Fig 3. Predictive power of various methods for distinguishing pathogenic missense variants from benign missense variants.

(a) Performance in predicting autosomal dominant pathogenic variants from ClinVar [30]. True positive and true negative rates correspond to the fractions of pathogenic and benign variants exceeding various thresholds, respectively. AUC corresponds to the area under the receiver operating characteristic curve. (b) Enrichment of predicted deleterious de novo variants in individuals affected by developmental disorders [31]. The y-axis corresponds to the log₂ odds ratio of the enrichment of predicted deleterious variants in the affected individuals for a given percentile threshold. The x-axis corresponds to the various percentile threshold values used in the enrichment analysis. Error bars represent the standard error of the log₂ odds ratio.

Fig 4. Predictive power of various methods for distinguishing disease and essential genes from genes not likely to have strong phenotypic effects.

(a) Performance in predicting autosomal dominant disease genes [35, 36]. (b) Performance in predicting haploinsufficient genes [37]. (c) Performance in predicting human orthologs of mouse essential genes [33, 34]. (d) Performance in predicting human essential genes in cell lines [32]. True positive and true negative rates correspond to the fractions of positive and negative genes exceeding various thresholds, respectively. AUC corresponds to the area under the receiver operating characteristic curve.

Fig 5. Distributions of gene-level intolerance to missense and to loss-of-function mutations.

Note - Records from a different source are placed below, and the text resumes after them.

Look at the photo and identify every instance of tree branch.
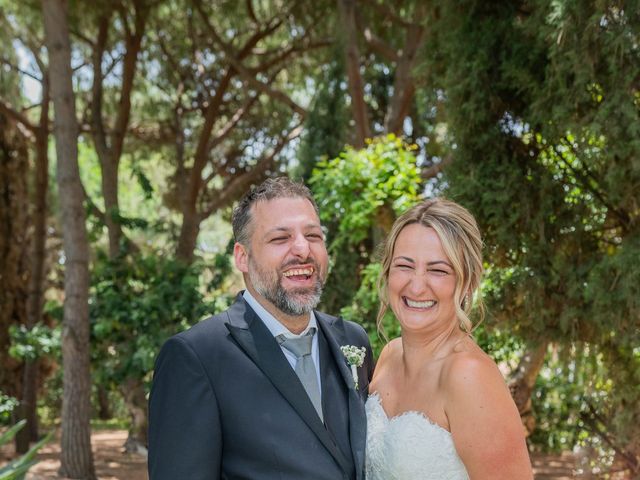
[203,124,303,218]
[0,98,38,133]
[194,0,307,117]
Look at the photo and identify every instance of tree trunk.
[42,0,96,480]
[97,384,113,420]
[385,14,424,135]
[509,342,549,435]
[338,0,371,148]
[16,79,49,453]
[176,207,201,263]
[122,378,149,454]
[0,112,28,404]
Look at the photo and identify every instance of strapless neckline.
[365,393,469,480]
[369,392,451,437]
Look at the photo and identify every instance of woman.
[366,199,533,480]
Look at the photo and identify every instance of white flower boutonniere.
[340,345,367,390]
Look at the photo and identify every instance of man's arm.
[148,337,222,480]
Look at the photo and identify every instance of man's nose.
[291,235,311,258]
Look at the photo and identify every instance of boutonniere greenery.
[340,345,367,390]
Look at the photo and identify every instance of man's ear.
[233,242,249,273]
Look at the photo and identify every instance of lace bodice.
[366,393,469,480]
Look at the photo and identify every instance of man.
[149,178,373,480]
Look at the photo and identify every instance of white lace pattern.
[366,393,469,480]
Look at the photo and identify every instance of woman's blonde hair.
[377,198,484,336]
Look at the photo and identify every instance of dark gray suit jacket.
[149,296,373,480]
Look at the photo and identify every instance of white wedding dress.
[366,393,469,480]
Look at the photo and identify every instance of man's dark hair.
[231,177,320,246]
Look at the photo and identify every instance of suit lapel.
[315,312,367,479]
[226,297,349,471]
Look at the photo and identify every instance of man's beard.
[248,255,323,316]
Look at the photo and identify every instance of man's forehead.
[251,197,320,230]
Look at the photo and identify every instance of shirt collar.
[242,290,318,337]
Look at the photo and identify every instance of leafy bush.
[0,420,51,480]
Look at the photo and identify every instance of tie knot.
[277,327,316,358]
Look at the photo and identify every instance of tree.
[0,111,29,418]
[427,1,640,475]
[337,0,428,148]
[42,0,96,479]
[0,0,50,453]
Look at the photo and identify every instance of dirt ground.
[0,430,632,480]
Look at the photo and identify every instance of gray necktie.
[276,328,324,421]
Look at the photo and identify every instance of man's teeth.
[405,298,436,308]
[283,268,313,277]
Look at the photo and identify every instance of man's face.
[234,197,328,316]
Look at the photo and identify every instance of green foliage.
[0,392,18,425]
[9,323,61,362]
[426,0,640,459]
[0,420,52,480]
[310,135,421,353]
[309,134,421,251]
[90,255,216,384]
[291,52,350,181]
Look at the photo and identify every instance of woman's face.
[388,224,457,331]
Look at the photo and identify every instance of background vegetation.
[0,0,640,478]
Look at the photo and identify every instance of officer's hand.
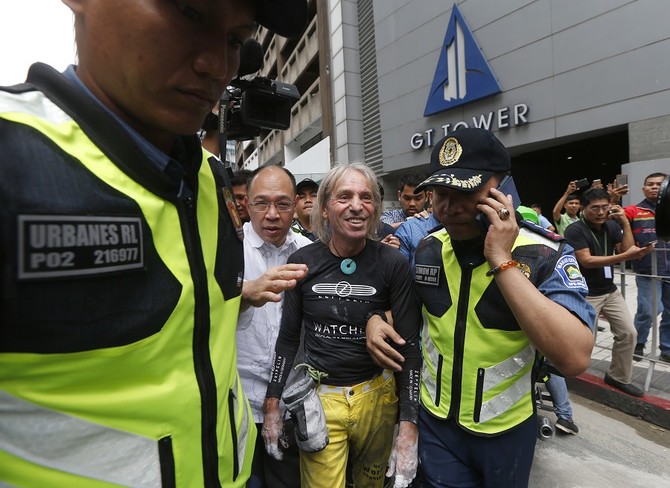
[381,234,400,249]
[241,264,307,310]
[477,188,519,267]
[365,314,405,371]
[386,420,419,488]
[261,398,284,461]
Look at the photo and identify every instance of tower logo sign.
[423,4,502,117]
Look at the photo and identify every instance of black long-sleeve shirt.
[267,240,421,422]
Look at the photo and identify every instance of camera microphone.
[237,38,263,78]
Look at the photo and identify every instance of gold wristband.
[486,260,530,277]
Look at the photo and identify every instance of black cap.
[295,178,319,191]
[256,0,307,37]
[414,128,512,193]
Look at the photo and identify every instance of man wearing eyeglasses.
[565,188,652,397]
[236,166,312,488]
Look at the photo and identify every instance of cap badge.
[440,137,463,166]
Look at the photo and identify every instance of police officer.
[367,129,595,488]
[0,0,306,486]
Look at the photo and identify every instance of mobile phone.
[476,175,521,232]
[575,178,589,190]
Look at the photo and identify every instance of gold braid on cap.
[439,137,463,166]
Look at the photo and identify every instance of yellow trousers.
[300,371,398,488]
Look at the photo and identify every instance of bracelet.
[365,310,388,325]
[486,260,530,277]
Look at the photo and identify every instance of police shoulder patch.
[555,254,589,292]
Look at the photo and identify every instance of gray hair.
[311,162,382,243]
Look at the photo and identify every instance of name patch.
[18,215,144,280]
[414,264,440,286]
[554,255,589,293]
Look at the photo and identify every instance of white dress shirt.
[236,222,312,424]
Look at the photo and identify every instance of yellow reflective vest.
[415,228,568,435]
[0,65,256,487]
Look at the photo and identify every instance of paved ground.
[567,274,670,429]
[530,395,670,488]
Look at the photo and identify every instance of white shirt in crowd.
[236,222,312,424]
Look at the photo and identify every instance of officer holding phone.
[367,128,595,487]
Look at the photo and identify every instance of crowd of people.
[0,0,670,488]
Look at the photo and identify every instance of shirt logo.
[17,215,144,280]
[554,255,589,293]
[423,4,502,117]
[312,281,377,297]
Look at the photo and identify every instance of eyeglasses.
[586,204,611,213]
[249,200,295,213]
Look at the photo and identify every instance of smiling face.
[323,169,376,249]
[642,176,665,202]
[563,198,581,219]
[582,198,611,228]
[64,0,255,153]
[398,185,426,216]
[247,166,295,247]
[433,177,498,241]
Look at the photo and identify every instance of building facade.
[238,0,670,206]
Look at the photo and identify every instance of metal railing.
[612,249,670,392]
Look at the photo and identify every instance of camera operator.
[565,188,652,397]
[0,0,307,487]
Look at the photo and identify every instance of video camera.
[656,176,670,241]
[221,76,300,141]
[210,39,300,141]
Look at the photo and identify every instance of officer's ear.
[61,0,88,15]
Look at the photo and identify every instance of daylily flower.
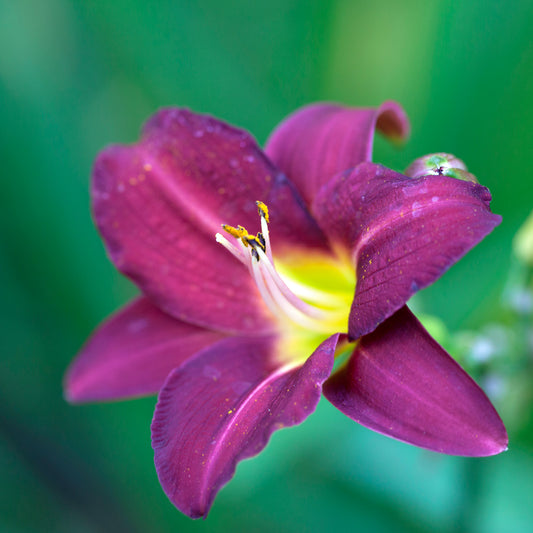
[65,102,507,518]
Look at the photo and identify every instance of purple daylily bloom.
[65,102,507,518]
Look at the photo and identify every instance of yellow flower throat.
[216,201,355,360]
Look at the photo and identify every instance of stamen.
[216,201,345,333]
[257,246,344,320]
[255,200,272,261]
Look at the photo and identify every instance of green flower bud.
[405,153,478,183]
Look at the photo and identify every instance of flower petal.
[65,298,224,402]
[152,335,338,518]
[313,163,501,339]
[324,307,508,456]
[92,109,326,332]
[265,101,409,205]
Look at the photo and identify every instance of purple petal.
[314,163,501,339]
[92,109,326,332]
[324,307,508,456]
[152,335,338,518]
[65,298,224,402]
[265,102,409,205]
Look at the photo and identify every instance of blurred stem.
[454,458,484,533]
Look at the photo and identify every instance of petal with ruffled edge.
[65,298,224,402]
[152,335,338,518]
[313,163,501,339]
[265,101,409,205]
[324,307,508,457]
[92,109,326,333]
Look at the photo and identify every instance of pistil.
[216,202,346,333]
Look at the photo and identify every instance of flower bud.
[405,152,478,183]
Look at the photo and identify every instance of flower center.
[216,201,355,336]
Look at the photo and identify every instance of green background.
[0,0,533,533]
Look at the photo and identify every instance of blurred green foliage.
[0,0,533,533]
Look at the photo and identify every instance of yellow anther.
[255,200,270,222]
[222,224,248,238]
[242,233,265,252]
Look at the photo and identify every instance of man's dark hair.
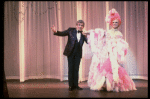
[76,20,84,27]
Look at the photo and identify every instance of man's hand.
[51,25,57,32]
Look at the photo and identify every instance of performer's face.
[113,19,119,29]
[76,23,84,31]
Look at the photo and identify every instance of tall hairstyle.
[105,8,121,26]
[76,20,85,27]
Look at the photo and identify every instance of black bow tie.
[78,31,82,33]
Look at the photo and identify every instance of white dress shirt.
[77,31,81,42]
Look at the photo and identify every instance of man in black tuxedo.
[51,20,87,91]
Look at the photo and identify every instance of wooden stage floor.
[7,79,148,98]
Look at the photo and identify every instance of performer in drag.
[51,20,87,91]
[88,9,136,92]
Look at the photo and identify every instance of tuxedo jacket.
[54,28,88,57]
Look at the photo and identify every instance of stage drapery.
[4,1,148,82]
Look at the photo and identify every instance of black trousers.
[67,55,81,87]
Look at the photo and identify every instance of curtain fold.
[4,1,148,81]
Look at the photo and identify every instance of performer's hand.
[51,25,57,32]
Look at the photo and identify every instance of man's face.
[76,23,84,31]
[113,19,119,29]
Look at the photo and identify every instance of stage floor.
[7,79,148,98]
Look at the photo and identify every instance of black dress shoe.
[69,87,74,91]
[75,86,83,90]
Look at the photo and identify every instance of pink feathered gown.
[88,28,136,92]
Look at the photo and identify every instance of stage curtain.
[4,1,148,82]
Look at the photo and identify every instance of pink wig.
[105,8,121,26]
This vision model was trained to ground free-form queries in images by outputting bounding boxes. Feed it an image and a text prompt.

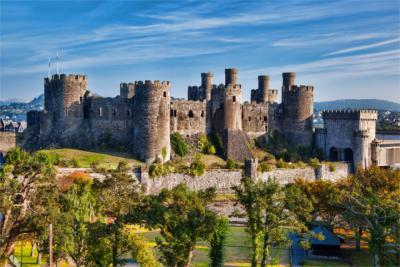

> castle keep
[28,68,313,163]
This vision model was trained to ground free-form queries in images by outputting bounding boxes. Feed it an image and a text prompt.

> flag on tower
[47,57,50,79]
[57,51,60,74]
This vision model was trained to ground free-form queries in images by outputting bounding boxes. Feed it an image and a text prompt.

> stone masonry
[27,68,313,163]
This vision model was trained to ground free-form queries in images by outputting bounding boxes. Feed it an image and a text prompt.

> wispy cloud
[326,38,400,56]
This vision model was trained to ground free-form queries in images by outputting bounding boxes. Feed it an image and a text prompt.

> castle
[28,68,313,163]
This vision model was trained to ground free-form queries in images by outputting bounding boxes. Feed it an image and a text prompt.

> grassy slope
[38,148,143,168]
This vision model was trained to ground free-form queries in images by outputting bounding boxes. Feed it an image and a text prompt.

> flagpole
[47,57,50,79]
[57,51,59,74]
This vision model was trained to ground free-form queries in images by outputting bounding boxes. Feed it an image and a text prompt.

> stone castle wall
[141,163,349,194]
[242,102,269,139]
[133,81,171,163]
[29,68,318,162]
[170,100,207,137]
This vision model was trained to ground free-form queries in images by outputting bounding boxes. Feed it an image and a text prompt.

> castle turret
[268,89,278,103]
[225,69,238,85]
[258,75,269,103]
[282,72,314,145]
[44,74,88,133]
[119,83,135,98]
[201,72,214,100]
[282,72,296,89]
[133,81,171,163]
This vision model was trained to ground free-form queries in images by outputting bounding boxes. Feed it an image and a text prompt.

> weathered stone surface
[28,68,313,163]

(a) Correlation between gene-level intolerance to missense mutations (UNEECON-G score) and that to loss-of-function (LOF) mutations (pLI score). Blue dots represent 956 genes intolerant to both missense and LOF mutations. Red dots represent 956 genes tolerant to missense but not to loss-of-function mutations. (b) Distribution of protein disorder content in the gene sets intolerant to loss-of-function mutations. (c) Enrichment of Reactome pathways in the gene set intolerant to both missense and loss-of-function mutations. The gene set tolerant to missense but not to loss-of-function mutations is used as a background. Only the highest-level Reactome terms from the PANTHER hierarchy view are included in the visualization. The term “unclassified” indicates that the corresponding genes have no known or inferred function. A fold enrichment below 1 indicates a depletion in the gene set intolerant to both missense and loss-of-function mutations, or equivalently, an enrichment in the gene set tolerant to missense but not to loss-of-function mutations. (d) Enrichment of autism genes in the gene sets intolerant to loss-of-function mutations. Error bars represent the standard error of the log₂ odds ratio.